Scott Walker Defends Wisconsin Subsidies to Kohl's

The credits arrived despite Walker's limited-government philosophy.

Wisconsin Governor Scott Walker defended his administration's use of multi-million-dollar taxpayer subsidies to assist Kohl's department stores—a retailer he mentions in almost every speech as he prepares for a seemingly certain 2016 Republican presidential bid—saying in an interview with the Des Moines Register that his Democratic predecessor offered similar incentive packages for other companies.

"You're talking about thousands of jobs," he told the Register. "It's not unlike what we do with the package the state has available for any number of employers out there. The dollar amount's only bigger because instead of a hundred jobs, you're talking about thousands and thousands of jobs."

Walker had been asked to respond to a Bloomberg story earlier this week that outlined how his administration awarded a state incentive package worth as much as $62.5 million to Kohl's in 2012, when there was a slight chance the company would move its national headquarters out of the state. The credits arrived despite Walker's limited-government philosophy.

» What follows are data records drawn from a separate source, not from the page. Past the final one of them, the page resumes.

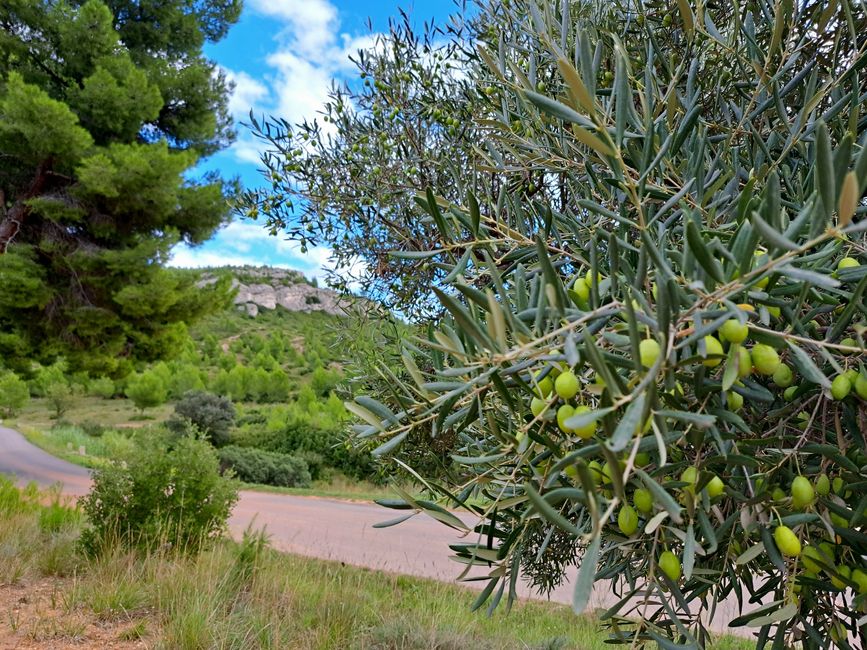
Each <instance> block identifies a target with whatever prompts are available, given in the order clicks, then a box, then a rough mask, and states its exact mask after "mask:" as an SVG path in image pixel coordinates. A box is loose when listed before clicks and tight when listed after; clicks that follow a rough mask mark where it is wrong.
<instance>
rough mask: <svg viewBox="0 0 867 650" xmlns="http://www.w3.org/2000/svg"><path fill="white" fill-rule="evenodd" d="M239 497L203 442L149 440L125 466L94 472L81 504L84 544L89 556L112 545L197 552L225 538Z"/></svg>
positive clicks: (231, 484)
mask: <svg viewBox="0 0 867 650" xmlns="http://www.w3.org/2000/svg"><path fill="white" fill-rule="evenodd" d="M237 496H238V492H237V488H236V486H235V484H234V482H233V481H232V480H231V479H230V478H226V477H224V476H223V475H222V474H221V472H220V463H219V460H218V458H217V455H216V452H215V451H214V449H213V448H212V447H211V446H210V445H209V444H208V443H207V442H205V441H204V440H200V439H197V438H189V437H188V438H180V439H178V440H176V441H174V442H173V443H172V445H171V446H169V445H168V444H167V443H166V441H165V440H160V439H158V438H149V439H148V440H147V441H145V442H144V444H143V445H142V447H140V448H139V449H137V450H136V451H134V452H133V453H132V454H130V456H129V457H128V458H127V459H126V460H125V461H124V462H115V463H113V464H111V465H110V466H108V467H105V468H103V469H100V470H97V471H96V472H95V473H94V476H93V489H92V491H91V493H90V494H89V495H88V496H87V497H85V498H84V499H83V500H82V510H83V512H84V514H85V515H86V516H87V518H88V521H89V526H88V528H87V529H86V530H85V531H84V533H83V535H82V543H83V544H84V547H85V549H86V550H87V551H88V552H91V553H98V552H99V551H100V550H102V549H103V548H106V547H107V546H109V545H111V544H113V543H120V544H121V545H123V546H129V547H144V548H152V547H154V546H155V545H158V544H159V545H164V544H169V545H170V546H171V547H172V548H178V549H182V550H191V551H195V550H197V549H198V548H199V547H200V546H201V545H202V544H204V543H206V542H207V541H208V540H211V539H214V538H215V537H218V536H219V535H221V534H222V533H223V531H224V530H225V527H226V522H227V520H228V517H229V513H230V511H231V509H232V506H233V505H234V503H235V501H236V500H237Z"/></svg>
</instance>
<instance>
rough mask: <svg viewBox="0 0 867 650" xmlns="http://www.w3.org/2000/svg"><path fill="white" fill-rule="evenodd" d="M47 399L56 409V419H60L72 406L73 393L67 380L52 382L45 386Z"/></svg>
mask: <svg viewBox="0 0 867 650" xmlns="http://www.w3.org/2000/svg"><path fill="white" fill-rule="evenodd" d="M44 391H45V397H47V398H48V401H49V402H50V403H51V406H52V408H53V409H54V417H55V419H60V418H61V417H63V414H64V413H66V412H67V411H68V410H69V407H70V406H72V398H73V391H72V386H70V385H69V382H67V381H66V380H65V379H63V380H60V381H55V382H52V383H50V384H48V385H46V386H45V389H44Z"/></svg>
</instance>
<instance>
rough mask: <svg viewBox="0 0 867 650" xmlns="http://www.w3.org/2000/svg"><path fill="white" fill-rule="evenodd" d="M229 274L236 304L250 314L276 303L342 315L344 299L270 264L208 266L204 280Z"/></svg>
mask: <svg viewBox="0 0 867 650" xmlns="http://www.w3.org/2000/svg"><path fill="white" fill-rule="evenodd" d="M226 273H228V274H230V275H231V276H232V286H233V287H235V288H237V290H238V292H237V294H236V295H235V305H236V306H237V308H238V309H239V310H241V311H244V312H246V313H247V314H248V315H249V316H253V317H255V316H258V315H259V312H260V310H262V309H267V310H274V309H276V308H277V306H278V305H280V306H281V307H283V308H285V309H287V310H289V311H297V312H315V311H319V312H324V313H326V314H333V315H338V316H339V315H342V314H343V313H344V311H345V300H343V299H342V297H341V296H340V294H338V293H336V292H334V291H331V290H330V289H320V288H319V287H317V286H315V285H314V284H311V283H310V282H309V281H308V280H307V278H305V277H304V275H303V274H301V273H299V272H298V271H292V270H288V269H277V268H272V267H267V266H263V267H225V268H221V269H209V270H208V271H207V272H206V274H205V275H204V276H203V281H204V282H208V281H214V280H215V279H216V276H217V275H219V274H226Z"/></svg>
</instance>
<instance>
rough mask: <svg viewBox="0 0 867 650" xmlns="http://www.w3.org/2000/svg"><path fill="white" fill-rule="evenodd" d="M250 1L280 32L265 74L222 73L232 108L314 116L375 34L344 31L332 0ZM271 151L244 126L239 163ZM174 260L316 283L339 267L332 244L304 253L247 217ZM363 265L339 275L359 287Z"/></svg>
mask: <svg viewBox="0 0 867 650" xmlns="http://www.w3.org/2000/svg"><path fill="white" fill-rule="evenodd" d="M247 6H248V7H249V9H250V10H252V11H254V12H256V13H259V14H261V15H264V16H268V17H270V18H273V19H274V22H275V23H277V30H275V31H276V32H277V33H276V36H275V37H274V44H275V46H274V50H273V51H272V52H271V53H270V54H269V55H268V56H267V57H266V59H265V64H266V66H267V69H266V70H265V71H264V72H263V73H262V74H261V75H256V76H253V75H251V74H249V73H248V72H243V71H235V70H229V69H226V70H225V72H226V75H227V76H228V78H229V79H230V80H232V81H233V82H234V84H235V89H234V92H233V95H232V98H231V100H230V103H229V110H230V111H231V113H232V115H233V116H234V117H235V119H236V120H237V121H238V122H246V121H247V120H248V116H249V112H250V110H251V109H252V110H253V112H254V113H255V114H256V115H257V116H259V115H266V116H270V115H274V116H275V117H280V118H282V119H285V120H287V121H288V122H289V123H292V124H295V123H299V122H303V121H304V120H305V119H306V120H313V119H315V118H316V117H317V114H318V113H319V112H320V111H321V110H322V109H323V107H324V104H325V102H326V101H327V99H328V92H329V90H330V88H331V85H332V83H333V81H334V80H335V79H337V80H339V79H341V78H345V77H346V76H347V75H349V74H351V73H352V70H353V68H354V66H353V64H352V62H351V61H350V59H349V57H350V56H353V55H355V54H356V53H357V52H358V50H359V49H365V48H368V47H371V46H373V45H374V44H375V42H376V38H377V36H376V35H375V34H363V35H356V34H347V33H342V32H341V31H340V16H339V13H338V11H337V8H336V7H335V6H334V5H333V4H332V3H331V2H330V1H329V0H250V2H249V3H248V5H247ZM323 126H324V127H328V126H330V125H327V124H325V125H323ZM266 148H267V144H266V143H263V142H262V141H261V140H259V139H257V138H255V137H253V136H252V134H251V133H250V132H249V131H248V130H247V129H245V128H243V127H242V128H240V129H239V137H238V140H237V141H236V142H235V144H234V145H233V146H232V149H231V151H232V153H233V155H234V156H235V158H236V159H237V160H238V161H240V162H243V163H250V164H254V165H259V164H260V162H261V161H260V157H261V154H262V152H263V151H264V150H265V149H266ZM170 264H171V265H172V266H179V267H196V268H198V267H203V266H223V265H246V264H250V265H270V266H280V267H284V268H289V267H291V268H294V269H298V270H300V271H302V272H303V273H305V274H306V275H307V276H308V277H310V278H317V279H319V280H323V279H325V277H326V275H327V273H328V271H329V270H332V269H334V268H335V265H334V261H333V259H332V251H331V249H329V248H326V247H322V246H317V247H312V248H308V249H307V251H306V252H305V253H302V252H301V248H300V246H299V245H298V244H297V243H294V242H289V241H286V240H285V239H282V238H281V237H279V236H277V237H272V236H270V235H269V234H268V233H267V232H266V231H265V229H264V228H263V227H262V226H261V225H260V224H257V223H255V222H250V221H236V222H233V223H231V224H229V225H228V226H226V227H225V228H223V229H222V230H220V231H219V232H218V233H217V234H216V235H215V237H214V238H213V239H212V240H211V241H209V242H207V243H206V244H204V245H203V246H201V247H196V248H191V247H189V246H184V245H180V246H177V247H176V248H175V249H174V250H173V251H172V258H171V261H170ZM364 268H365V264H364V262H363V261H362V260H360V259H359V260H357V261H355V262H354V263H353V264H352V265H351V268H350V269H347V270H345V272H342V273H341V275H343V277H345V278H346V279H347V280H349V281H350V284H351V286H357V285H355V284H354V283H352V282H351V278H355V277H359V276H360V275H361V274H362V272H363V271H364Z"/></svg>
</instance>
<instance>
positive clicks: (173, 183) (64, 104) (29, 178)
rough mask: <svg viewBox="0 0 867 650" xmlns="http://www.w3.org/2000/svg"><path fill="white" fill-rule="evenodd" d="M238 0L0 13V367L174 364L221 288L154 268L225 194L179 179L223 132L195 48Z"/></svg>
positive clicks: (212, 34) (143, 1)
mask: <svg viewBox="0 0 867 650" xmlns="http://www.w3.org/2000/svg"><path fill="white" fill-rule="evenodd" d="M239 13H240V1H239V0H222V1H220V2H207V3H205V2H195V3H190V2H185V1H183V0H169V1H161V2H153V1H150V2H148V1H140V2H132V1H131V0H111V1H110V2H109V3H108V4H106V3H103V2H100V1H98V0H88V1H87V2H83V3H82V2H75V1H73V2H70V3H67V2H53V1H50V0H10V1H6V2H3V3H2V6H0V287H2V290H0V332H2V333H0V356H2V357H3V358H4V359H5V360H6V362H7V364H8V365H10V366H13V367H19V368H24V367H25V366H26V364H27V362H28V360H30V359H33V358H36V359H38V360H40V361H48V362H50V361H52V360H53V359H54V358H56V357H58V356H61V355H62V356H65V357H66V358H67V360H68V361H69V364H70V368H71V369H74V370H77V369H84V370H88V371H91V372H93V373H94V374H102V373H110V374H124V373H125V372H128V371H129V369H131V368H132V365H133V362H134V361H136V360H150V359H155V358H159V357H162V356H166V355H170V354H172V353H173V352H175V351H176V350H178V349H179V347H180V344H181V342H182V341H183V340H184V339H185V329H184V325H183V323H184V322H188V321H190V320H192V319H195V318H196V317H197V316H199V315H201V314H203V313H205V312H207V311H209V310H210V309H211V308H213V306H217V305H220V304H221V303H222V302H223V300H224V299H225V295H226V292H227V290H226V287H225V285H222V284H220V285H217V286H216V287H214V288H213V289H211V290H207V291H206V290H203V289H200V288H197V287H196V286H195V281H196V280H195V278H196V276H195V275H194V274H191V273H183V272H178V271H171V270H167V269H165V268H164V263H165V262H166V261H167V258H168V253H169V250H170V248H171V246H172V245H174V244H175V243H177V242H179V241H185V242H188V243H192V244H195V243H200V242H203V241H205V240H206V239H207V238H208V237H210V235H211V234H212V233H213V232H214V230H215V229H216V228H217V227H218V226H219V225H221V224H222V223H223V222H224V221H225V219H226V217H227V209H226V204H227V202H226V195H227V194H228V193H229V191H230V189H231V187H230V185H229V184H227V183H225V182H223V181H222V180H221V179H219V178H217V177H210V176H209V177H207V178H205V179H203V180H201V181H190V180H188V178H189V175H188V173H187V172H188V171H189V170H190V169H191V168H192V167H193V166H194V165H195V164H196V163H197V161H198V160H200V159H201V157H202V156H205V155H208V154H211V153H213V152H215V151H217V150H219V149H220V148H221V147H223V146H225V145H226V144H227V143H229V142H230V141H231V139H232V137H233V133H232V130H231V123H230V120H229V118H228V114H227V109H226V105H227V91H228V86H227V82H226V79H225V77H224V76H223V75H222V74H221V73H219V72H218V71H217V69H216V67H215V65H214V64H213V63H212V62H210V61H208V60H207V59H205V58H204V56H203V55H202V46H203V44H204V43H205V42H206V41H214V40H218V39H219V38H221V37H222V36H224V35H225V33H226V31H227V29H228V28H229V26H230V25H231V24H232V23H234V22H235V21H236V20H237V19H238V16H239Z"/></svg>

The Wisconsin governor invokes Kohl’s to sell himself as a frugal steward of tax dollars, and as a common man who “didn’t inherit fame and fortune,” a none-too-subtle jab at Republican Jeb Bush and Democrat Hillary Clinton, whose families dominated U.S. politics for much of the 1990s and 2000s. What he doesn't mention is the taxpayer subsidies to the third-largest U.S. department store chain.

"My predecessor did the same thing," Walker told the Register. "He actually did a big incentive."

Walker was referring to Democrat Jim Doyle, who he replaced as Wisconsin's top executive in 2011. Doyle's administration approved $65 million for Mercury Marine in 2009 to stay in Fond du Lac.

The package for Kohl's is tied to making $250 million in capital improvements and hiring 3,000 more employees. If the company ultimately spends less on its headquarters or hires fewer employees, it will receive proportionately fewer tax credits. Slightly more than a quarter of those jobs have materialized. When the package was awarded, Kohl’s had 3,782 non-retail jobs in the state, according to the Wisconsin Economic Development Corp. It now has 4,576, a gain of 794.

As of February 2014, Kohl’s had made $71.6 million in capital investments and received about $8.8 million in credits based on its spending and addition of employees, according to the most-recent synopsis available from the economic development agency.

In its story, the Register said the "apparent contradiction" between Walker's use of Kohl's to sell his frugality and the state incentive package doesn't "sit well with some likely GOP caucus-goers in Iowa."